Gurney's Inn
November 21, 2007

Ethan Hawke Talks

"I've never played a character that was so dumb," Ethan Hawke laughed.

"That's assuming that I'm smart. I'm not, but it's hard to play someone that hates himself that much. It's like a classic Greek tragedy where the protagonists always do these horrible things, unforgivable actions, but it's interesting."

Hawke was referring to Before the Devil Knows You're Dead, co-starring Philip Seymour Hoffman, which is currently featured in East End theaters. As financially strapped brothers, the two plot to rob their parents' Queens, N.Y. jewelry store.

What's the harm? Hoffman's overbearing character Andy can replace the embezzled funds from his employer before a scheduled audit. Hawke's weak-willed Hank can play catch-up on those late child-support payments, while mom and dad get reimbursed for their losses from the insurance company. Exacerbating the siblings' love-hate relationship is Hank's clandestine affair with Andy's trophy wife (Marisa Tomei).

The perfect crime quickly turns into a colossal screw-up. The body count mounts as the vengeful family patriarch (Albert Finney) pursues justice. He's unaware the real culprits are his own sons.

Aside from a stellar cast, the presence of veteran filmmaker Sidney Lumet, an East End fixture, transforms screenwriter Kelly Masterson's classic heist-gone-wrong storyline into a compelling psychological thriller. At age 83, the "actor's director," who numbers Dog Day Afternoon, Network, and Serpico among his credits, proves he's still at the top of his game.

Hawke cited Lumet as a key reason for his involvement. "Quite frankly, I had no desire to play Hank. This guy is really horrible, hard, challenging, and weird. In a way, he's worse than his brother because he has morals and his conscience haunts him. After 90 million people get killed he finally puts his foot down, which is more than anyone else does, but it's not enough.
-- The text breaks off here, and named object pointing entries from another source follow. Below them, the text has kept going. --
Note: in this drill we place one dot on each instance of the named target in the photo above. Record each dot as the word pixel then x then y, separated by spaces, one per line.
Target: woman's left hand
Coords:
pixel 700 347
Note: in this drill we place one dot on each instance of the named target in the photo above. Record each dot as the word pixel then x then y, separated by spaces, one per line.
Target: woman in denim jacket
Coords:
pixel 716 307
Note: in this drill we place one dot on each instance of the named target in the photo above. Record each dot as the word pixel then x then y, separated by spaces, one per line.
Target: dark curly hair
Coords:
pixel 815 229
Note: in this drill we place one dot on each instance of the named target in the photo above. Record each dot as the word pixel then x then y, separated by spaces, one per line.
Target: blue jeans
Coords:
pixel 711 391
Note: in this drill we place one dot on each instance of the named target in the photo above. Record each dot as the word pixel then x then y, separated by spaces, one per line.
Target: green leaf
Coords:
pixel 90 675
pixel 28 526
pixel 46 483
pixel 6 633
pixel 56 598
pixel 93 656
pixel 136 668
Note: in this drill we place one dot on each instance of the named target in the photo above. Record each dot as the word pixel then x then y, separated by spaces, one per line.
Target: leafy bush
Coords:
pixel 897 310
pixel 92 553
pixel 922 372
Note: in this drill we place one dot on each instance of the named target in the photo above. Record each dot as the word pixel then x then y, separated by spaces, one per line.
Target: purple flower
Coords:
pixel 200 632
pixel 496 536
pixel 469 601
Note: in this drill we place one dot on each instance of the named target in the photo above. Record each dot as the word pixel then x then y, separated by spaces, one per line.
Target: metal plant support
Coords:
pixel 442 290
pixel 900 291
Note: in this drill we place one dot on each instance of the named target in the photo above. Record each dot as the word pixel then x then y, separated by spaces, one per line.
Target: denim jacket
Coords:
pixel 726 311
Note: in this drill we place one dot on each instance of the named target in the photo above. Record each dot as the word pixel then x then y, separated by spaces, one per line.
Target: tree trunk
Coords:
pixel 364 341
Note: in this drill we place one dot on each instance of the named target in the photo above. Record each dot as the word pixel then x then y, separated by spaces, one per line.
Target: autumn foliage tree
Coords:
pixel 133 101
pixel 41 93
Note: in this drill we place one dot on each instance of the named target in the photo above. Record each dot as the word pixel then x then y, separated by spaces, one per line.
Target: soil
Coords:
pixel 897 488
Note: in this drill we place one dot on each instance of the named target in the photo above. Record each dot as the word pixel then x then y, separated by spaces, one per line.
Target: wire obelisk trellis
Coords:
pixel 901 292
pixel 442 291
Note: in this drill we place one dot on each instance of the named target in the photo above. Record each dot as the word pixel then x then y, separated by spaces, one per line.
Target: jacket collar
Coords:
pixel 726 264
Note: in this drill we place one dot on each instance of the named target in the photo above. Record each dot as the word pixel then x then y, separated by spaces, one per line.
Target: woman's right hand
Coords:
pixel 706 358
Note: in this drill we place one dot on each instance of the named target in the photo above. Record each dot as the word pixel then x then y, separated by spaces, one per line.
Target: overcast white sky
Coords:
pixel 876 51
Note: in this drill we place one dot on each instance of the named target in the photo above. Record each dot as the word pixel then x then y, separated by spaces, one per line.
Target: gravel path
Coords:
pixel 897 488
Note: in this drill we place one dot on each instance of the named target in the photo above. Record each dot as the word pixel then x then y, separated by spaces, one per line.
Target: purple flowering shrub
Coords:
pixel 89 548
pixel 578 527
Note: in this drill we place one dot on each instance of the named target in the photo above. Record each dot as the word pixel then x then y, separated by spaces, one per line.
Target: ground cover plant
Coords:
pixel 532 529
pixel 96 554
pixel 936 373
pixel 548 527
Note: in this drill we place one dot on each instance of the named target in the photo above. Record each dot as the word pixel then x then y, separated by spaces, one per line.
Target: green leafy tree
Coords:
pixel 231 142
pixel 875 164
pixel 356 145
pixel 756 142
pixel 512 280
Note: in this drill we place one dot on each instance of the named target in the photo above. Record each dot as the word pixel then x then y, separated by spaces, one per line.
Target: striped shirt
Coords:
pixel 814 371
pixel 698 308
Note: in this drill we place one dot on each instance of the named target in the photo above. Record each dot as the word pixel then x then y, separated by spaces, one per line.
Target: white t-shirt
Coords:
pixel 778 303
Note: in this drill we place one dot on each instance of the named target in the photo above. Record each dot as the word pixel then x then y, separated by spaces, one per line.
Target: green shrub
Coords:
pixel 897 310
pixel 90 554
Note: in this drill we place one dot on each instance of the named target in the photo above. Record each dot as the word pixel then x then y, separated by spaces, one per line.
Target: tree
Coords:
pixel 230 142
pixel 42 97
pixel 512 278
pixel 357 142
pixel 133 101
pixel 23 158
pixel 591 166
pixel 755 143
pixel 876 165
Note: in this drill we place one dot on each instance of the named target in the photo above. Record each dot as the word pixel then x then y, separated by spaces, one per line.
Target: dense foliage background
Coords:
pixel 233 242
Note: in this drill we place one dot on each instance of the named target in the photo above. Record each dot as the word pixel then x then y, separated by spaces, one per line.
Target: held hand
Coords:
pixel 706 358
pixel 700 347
"When I got this script, it wasn't long after Phil (Hoffman) had won the Oscar. I thought in this moment of time anyone else would have tried to cash in with some superhero movie. Instead he was using his cache to greenlight a Sidney Lumet film, to reinvigorate the career of someone who had made us both want to be actors. I thought there was something incredibly classy about that," said Hawke, who made his screen debut in 1985's Explorers, followed by a breakthrough role in Todd Anderson's Academy Award-winning Dead Poets Society.

The Academy Award-nominated actor for Training Day, and Oscar-nominated writer of Before Sunset, wasn't disappointed. "I join a long list of actors, probably over the past 50 years, that have sat during press days and sang his praises. It's weird working with a guy that directed Marlon Brando. Sidney is a very decisive guy. He's set in his ways. He knows what he wants and you're basically expected to deliver that."

He added, "If young filmmakers could work this way, they could get so much bang for their buck." Hawke hopes to apply some of those lessons learned to his current stint as director of The New Group at Theatre Row's latest production the world premiere of Jonathan Mark Sherman's "Things We Want."

It's a "dark comedy" about another set of brothers Paul Dano, Peter Dinklage, and Josh Hamilton, who struggle to cope with their parents' deaths. Only this time the shift in emotional dynamics is prompted by the arrival of a sexy new neighbor (Zoe Kazan).

It's a homecoming of sorts. The New Group at Theatre Row was where Hawke got his first taste of live theater when he was 21. "We were like an indy rock band, underground. We weren't legitimate," he said.

That's certainly no longer the case. After starring opposite Kevin Kline in Lincoln Center Theatre's "Henry IV," Hawke stepped into the role of Eddie, a not terribly functional casting director, in The New Group's revival of David Rabe's "HurlyBurly." The latter chalked up nominations in both the 2005 Lucille Lortel and the Drama League awards' fields.

As a follow-up, the 36 year-old most recently co-starred in Tom Stoppard's three-part epic "The Coast of Utopia" at Lincoln Center, which ran nine hours in length. Hawke was rewarded with a Tony Award nomination and a Drama League Award for best performer. He interjected, "I've worked hard in the last four years at my life in the theater. I've let myself enjoy that."

By October of each year, names begin to get tossed in the ring as possible Oscar contenders. The buzz has already cited Before the Devil Knows You're Dead. How does Hawke feel about this flattering development? "I now have lived long enough to know that's good for business. It also helps. If I hadn't gotten nominated for Training Day, I don't know if we'd have been able to make Before Sunset.

"I know enough not to take it seriously, because there are a handful of really special performances each year. And if you get lucky enough to be involved with a production that really works, it's a real blessing. But ultimately, in the long run, nobody remembers, yet it's good for business in the meantime," he concluded.